TQCompressor: improving tensor decomposition methods in neural networks via permutations
V. Abronin, A. Naumov, D. Mazur, D. Bystrov, K. Tsarova, Ar. Melnikov, I. Oseledets, S. Dolgov, R. Brasher, M. Perelshtein
TL;DR
The paper addresses the challenge of deploying large pre-trained language models in resource-constrained environments by introducing TQCompressor, a permutation-enhanced Kronecker decomposition approach that mitigates expressivity loss during compression. It combines row/column permutations with Kronecker factorization to compress embeddings, MHA, and FFN components, followed by an iterative knowledge-distillation-based training regime. On GPT-2 small, the method yields TQCompressedGPT-2 with 81M parameters, trained using only about 3.1% of the OpenWebText data, and it outperforms DistilGPT-2 and KnGPT-2 in perplexity on standard CLM benchmarks. The approach demonstrates a practical path to efficient and scalable deployment of language models and suggests potential applicability to other neural architectures in resource-limited settings.
Abstract
We introduce TQCompressor, a novel method for neural network model compression with improved tensor decompositions.
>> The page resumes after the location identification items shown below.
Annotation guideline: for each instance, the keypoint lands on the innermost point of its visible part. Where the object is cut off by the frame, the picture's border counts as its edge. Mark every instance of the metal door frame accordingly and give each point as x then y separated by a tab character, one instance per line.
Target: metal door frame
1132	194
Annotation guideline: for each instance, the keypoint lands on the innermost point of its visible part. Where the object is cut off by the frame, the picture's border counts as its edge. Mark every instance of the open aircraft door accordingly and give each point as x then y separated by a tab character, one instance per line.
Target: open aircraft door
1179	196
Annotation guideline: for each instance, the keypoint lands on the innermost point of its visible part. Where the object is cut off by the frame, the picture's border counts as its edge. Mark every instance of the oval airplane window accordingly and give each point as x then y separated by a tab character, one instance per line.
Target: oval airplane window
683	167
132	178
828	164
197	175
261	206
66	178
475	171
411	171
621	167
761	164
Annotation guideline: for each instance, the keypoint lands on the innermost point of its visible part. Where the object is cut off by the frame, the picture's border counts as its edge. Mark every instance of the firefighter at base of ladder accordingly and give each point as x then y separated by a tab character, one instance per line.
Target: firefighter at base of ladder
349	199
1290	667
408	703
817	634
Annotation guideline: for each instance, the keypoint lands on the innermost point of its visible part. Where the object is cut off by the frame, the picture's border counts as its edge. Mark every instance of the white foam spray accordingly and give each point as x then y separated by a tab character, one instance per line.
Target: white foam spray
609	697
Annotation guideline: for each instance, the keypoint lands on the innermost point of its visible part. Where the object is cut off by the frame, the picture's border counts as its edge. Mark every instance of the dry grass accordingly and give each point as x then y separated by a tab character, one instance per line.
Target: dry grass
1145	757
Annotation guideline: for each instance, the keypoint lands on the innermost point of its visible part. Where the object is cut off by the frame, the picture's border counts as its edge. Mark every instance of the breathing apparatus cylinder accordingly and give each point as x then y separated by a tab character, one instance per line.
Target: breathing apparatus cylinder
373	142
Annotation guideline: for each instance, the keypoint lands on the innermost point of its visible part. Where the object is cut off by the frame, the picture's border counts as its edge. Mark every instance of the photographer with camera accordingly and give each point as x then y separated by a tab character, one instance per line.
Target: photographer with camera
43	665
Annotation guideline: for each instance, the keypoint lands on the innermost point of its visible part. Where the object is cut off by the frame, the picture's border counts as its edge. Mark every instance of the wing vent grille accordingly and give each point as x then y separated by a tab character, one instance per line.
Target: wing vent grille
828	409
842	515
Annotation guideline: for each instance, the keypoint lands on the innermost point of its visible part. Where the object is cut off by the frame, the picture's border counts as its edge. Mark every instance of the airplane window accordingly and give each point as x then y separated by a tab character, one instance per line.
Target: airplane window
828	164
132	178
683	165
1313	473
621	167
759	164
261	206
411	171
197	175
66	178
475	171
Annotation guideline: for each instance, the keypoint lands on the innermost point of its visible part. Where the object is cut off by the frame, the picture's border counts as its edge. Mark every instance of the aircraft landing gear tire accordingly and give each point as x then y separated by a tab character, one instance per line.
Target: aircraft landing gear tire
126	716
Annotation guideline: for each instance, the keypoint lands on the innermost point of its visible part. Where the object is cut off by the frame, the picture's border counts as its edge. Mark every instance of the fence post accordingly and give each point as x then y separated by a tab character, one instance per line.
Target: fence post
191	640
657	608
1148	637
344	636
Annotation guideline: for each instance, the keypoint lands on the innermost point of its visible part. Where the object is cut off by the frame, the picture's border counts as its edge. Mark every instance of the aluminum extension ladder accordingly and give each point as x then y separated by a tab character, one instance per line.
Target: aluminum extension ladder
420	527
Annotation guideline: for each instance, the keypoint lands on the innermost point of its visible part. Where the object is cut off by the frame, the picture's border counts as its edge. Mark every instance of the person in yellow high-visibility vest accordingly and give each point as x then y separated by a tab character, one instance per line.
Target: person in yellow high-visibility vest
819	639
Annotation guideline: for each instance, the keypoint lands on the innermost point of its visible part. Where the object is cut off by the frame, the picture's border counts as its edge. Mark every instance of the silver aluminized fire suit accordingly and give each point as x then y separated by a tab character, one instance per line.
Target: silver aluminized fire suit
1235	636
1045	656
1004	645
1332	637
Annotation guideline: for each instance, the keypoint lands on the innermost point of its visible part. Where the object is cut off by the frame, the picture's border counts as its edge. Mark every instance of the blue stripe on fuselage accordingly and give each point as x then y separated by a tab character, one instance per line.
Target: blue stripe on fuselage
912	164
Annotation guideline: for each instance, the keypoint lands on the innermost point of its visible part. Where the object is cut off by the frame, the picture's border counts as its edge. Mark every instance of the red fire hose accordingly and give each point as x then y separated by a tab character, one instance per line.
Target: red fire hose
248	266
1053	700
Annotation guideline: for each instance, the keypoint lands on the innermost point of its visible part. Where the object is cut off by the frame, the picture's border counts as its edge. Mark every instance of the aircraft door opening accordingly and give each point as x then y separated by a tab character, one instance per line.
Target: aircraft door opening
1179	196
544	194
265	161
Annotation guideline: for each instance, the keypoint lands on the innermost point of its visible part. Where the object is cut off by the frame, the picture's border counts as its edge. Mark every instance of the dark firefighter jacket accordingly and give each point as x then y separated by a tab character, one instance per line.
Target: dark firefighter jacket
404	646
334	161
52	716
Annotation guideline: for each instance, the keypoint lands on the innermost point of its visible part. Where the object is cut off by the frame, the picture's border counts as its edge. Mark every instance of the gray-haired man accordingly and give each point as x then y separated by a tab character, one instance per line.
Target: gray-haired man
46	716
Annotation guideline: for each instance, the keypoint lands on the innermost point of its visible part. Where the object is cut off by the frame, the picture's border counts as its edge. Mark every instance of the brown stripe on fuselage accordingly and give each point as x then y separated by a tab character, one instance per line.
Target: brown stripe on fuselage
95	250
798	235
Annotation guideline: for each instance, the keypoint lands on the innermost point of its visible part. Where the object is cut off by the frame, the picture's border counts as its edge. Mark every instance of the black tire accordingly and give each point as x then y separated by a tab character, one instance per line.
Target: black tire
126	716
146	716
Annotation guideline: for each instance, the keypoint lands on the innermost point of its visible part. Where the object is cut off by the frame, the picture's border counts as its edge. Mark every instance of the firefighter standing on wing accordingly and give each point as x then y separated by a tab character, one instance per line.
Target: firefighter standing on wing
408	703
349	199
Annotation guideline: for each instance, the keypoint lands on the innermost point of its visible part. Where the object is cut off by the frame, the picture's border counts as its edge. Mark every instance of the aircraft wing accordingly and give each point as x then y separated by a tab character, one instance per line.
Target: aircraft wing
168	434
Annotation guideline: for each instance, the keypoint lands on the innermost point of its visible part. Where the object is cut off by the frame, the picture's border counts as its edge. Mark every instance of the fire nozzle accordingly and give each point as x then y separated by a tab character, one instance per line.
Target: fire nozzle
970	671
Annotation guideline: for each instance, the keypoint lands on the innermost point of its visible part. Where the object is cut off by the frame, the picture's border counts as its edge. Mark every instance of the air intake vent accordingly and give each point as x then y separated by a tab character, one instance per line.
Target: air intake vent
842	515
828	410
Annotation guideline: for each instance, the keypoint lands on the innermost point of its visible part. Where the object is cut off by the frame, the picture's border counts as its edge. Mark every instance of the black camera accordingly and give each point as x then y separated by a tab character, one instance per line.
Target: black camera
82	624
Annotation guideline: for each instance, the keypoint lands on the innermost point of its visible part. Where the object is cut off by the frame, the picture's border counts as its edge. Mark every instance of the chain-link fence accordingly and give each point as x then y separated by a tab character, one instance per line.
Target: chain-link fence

We explore the challenges posed by the computational and storage demands of pre-trained language models in NLP tasks and propose a permutation-based enhancement to Kronecker decomposition. This enhancement makes it possible to reduce loss in model expressivity which is usually associated with factorization. We demonstrate this method applied to the GPT-2$_{small}$. The result of the compression is TQCompressedGPT-2 model, featuring 81 mln. parameters compared to 124 mln. in the GPT-2$_{small}$. We make TQCompressedGPT-2 publicly available. We further enhance the performance of the TQCompressedGPT-2 through a training strategy involving multi-step knowledge distillation, using only a 3.1% of the OpenWebText. TQCompressedGPT-2 surpasses DistilGPT-2 and KnGPT-2 in comparative evaluations, marking an advancement in the efficient and effective deployment of models in resource-constrained environments.